The cycles of death and restoration had taken their toll. According to Beasley’s charts, he was seventy-six now, but he looked at least a hundred.
He was still unconscious, but would come around again eventually, and she didn’t want to be here when that happened. She’d done her time. Beasley might talk jabbering nonsense. Then again, he might be cognizant of everything, and resume begg
ing for them to let him die. Either option was its own brand of unnervingly awful. He would tug at the restraints holding his wrists to the bed rails, feeble and mewling, and somehow, his desiccated body would find enough moisture for tears. They lived in fear of him thinking to bite through his tongue in an effort to drown in his own blood.

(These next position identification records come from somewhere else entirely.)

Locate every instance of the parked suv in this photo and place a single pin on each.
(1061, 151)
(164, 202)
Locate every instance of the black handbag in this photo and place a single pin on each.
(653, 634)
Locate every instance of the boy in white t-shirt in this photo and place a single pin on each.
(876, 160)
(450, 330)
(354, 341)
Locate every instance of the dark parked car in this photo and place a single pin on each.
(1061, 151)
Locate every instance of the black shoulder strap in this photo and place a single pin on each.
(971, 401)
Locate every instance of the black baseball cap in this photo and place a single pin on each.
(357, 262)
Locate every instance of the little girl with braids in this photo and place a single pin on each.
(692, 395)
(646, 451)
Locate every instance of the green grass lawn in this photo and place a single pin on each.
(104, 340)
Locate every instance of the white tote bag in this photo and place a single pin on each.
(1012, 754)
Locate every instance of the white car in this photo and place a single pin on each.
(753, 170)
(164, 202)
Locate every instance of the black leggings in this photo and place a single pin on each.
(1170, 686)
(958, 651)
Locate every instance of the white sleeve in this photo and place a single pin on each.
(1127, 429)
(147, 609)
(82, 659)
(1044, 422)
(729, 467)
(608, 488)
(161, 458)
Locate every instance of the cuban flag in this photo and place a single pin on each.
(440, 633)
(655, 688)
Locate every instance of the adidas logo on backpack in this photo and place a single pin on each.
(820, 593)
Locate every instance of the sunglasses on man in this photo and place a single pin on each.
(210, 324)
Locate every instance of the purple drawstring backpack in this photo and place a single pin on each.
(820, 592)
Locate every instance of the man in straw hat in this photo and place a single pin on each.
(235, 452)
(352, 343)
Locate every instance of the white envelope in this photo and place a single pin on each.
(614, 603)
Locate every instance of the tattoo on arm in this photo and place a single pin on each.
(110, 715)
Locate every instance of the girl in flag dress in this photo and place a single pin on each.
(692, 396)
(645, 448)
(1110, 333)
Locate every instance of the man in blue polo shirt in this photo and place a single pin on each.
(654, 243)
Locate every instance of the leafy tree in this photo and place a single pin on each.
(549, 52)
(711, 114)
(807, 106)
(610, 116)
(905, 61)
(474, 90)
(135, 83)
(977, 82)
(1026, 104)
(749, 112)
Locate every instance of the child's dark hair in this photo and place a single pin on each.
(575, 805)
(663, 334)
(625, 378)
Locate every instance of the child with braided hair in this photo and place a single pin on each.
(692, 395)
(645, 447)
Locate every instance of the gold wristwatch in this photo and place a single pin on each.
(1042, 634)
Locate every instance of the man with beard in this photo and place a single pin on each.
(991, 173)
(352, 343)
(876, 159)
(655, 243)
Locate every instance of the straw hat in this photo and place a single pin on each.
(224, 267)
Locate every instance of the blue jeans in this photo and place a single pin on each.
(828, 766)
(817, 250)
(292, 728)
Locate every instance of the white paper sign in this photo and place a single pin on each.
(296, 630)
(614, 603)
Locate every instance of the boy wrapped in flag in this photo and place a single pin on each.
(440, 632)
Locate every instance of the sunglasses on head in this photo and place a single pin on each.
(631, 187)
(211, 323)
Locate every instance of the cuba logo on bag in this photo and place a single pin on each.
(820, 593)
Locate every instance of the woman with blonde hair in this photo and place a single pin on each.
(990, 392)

The watch-nurse glanced back over one heavy, rounded shoulder and nodded a dead-eyed hello. They’d gone to high school together, sort of. Janet Swain had been a senior when Bethany had come in as an undersized freshman, no boobs to speak of, and invisible.
They’d all gone to high school together here in Tanner Falls.
“If we can’t save him, and we know it, say he’s got a little time left, just not long, what would you want to do?” Janet said. “Would you give him what he deserves?”
Bethany squeezed her eyes closed. “Don’t ask me something like that.”
“I would. I mean, why not? Last chance, why waste the opportunity? It’s only what everybody in the whole town has wanted to do to him for years. If we announced it, there’d be a line ten thousand people long. We should raffle off chances while we still can.”
“Is that really what you’d want to be thinking of at the end?”
“I’d start with his eyes. Somebody going for your eyes, that’s some scary business, right there. I’d leave him one, though, so he could see what I do to the rest of him.”
Talk. Bethany tried to dismiss it as empty talk, no risk. They all needed to vent sometimes.
“Even old men are still attached to their ding-dongs.” Janet smacked her hand on the bed rail and addressed Beasley directly. “You think that catheter was painful going in, you old buzzard? You have no idea.”
If they got it out of their systems this way, maybe it would be enough, and they wouldn’t lose control over the urge to act.